Biden extended the emergency decree that declares Nicaragua as a threat to US security

Biden extended the emergency decree that declares Nicaragua a threat to US security. (REUTERS)

US President Joe Biden extended the national emergency decree on the situation in Nicaragua because he believes that represents “an unusual threat” to the security of the United States, in a letter sent this Thursday to Congress.

The situation in Nicaragua, under the regime of Daniel Ortega and his wife Rosario Murillo, “continues to represent an unusual and extraordinary threat to the national security and foreign policy of the United States,” says Biden.

The president cites “the violent response” to the protests that began in April 2018, “the continued systematic dismantling and weakening of democratic institutions< /b> and the rule of law”, the “use of indiscriminate violence and repressive tactics against civilians” and corruption “which leads to the destabilization of the economy”.

For this reason Biden decided that the national emergency declared in 2018 regarding the situation in Nicaragua must remain in force beyond next November 27.

More than 200 opponentss have been imprisoned in Nicaragua since the 2018 demonstrations, which the Ortega dictatorship linked to an alleged failed coup promoted by Washington.

Biden extended the emergency decree that declares Nicaragua a threat to US security

More than 200 opponents have been imprisoned in Nicaragua since the demonstrations in 2018, which the Ortega dictatorship linked to an alleged failed coup promoted by Washington.

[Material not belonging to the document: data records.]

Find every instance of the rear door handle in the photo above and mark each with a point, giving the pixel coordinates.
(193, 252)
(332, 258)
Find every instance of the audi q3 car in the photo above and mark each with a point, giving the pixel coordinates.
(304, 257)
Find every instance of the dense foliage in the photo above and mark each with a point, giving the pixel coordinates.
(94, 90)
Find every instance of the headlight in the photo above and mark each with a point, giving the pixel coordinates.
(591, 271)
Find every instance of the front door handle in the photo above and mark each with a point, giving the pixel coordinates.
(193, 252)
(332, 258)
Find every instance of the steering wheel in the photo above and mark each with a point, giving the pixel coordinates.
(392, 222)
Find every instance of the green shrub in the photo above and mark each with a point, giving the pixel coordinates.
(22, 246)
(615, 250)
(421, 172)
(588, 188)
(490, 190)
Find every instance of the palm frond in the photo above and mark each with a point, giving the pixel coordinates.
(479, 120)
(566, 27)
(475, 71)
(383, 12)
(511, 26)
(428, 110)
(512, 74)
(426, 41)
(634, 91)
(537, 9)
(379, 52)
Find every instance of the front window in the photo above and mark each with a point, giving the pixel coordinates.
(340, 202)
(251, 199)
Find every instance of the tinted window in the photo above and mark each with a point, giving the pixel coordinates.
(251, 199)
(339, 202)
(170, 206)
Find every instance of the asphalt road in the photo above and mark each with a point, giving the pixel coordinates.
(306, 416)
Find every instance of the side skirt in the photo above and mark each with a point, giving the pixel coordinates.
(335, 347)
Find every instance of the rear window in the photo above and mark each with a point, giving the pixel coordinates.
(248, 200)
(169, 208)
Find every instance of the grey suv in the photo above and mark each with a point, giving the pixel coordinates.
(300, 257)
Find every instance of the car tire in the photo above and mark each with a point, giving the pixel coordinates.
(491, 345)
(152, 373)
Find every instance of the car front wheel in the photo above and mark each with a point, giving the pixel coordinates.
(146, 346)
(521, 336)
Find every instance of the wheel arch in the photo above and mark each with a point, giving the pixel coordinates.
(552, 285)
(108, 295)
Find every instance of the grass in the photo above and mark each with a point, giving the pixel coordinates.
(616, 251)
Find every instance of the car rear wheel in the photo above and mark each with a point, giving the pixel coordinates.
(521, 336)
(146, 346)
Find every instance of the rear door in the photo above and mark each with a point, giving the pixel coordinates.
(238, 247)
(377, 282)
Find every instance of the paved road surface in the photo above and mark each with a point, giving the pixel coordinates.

The relationship between the United States and Ortega, a former guerrilla in power since 2007, has been especially tense since the Nicaraguan elections of 2021, considered fraudulent by the international community. and that were held with the president's rivals in prison or in exile.

Washington has sanctioned dozens of officials and people from Ortega's environment and even the Nicaraguan gold industry, for being an “important piece” that finances the regime.

Ortega estimates for his part that the sanctions that Washington has imposed on his country have caused “waves of immigrants” to the United States.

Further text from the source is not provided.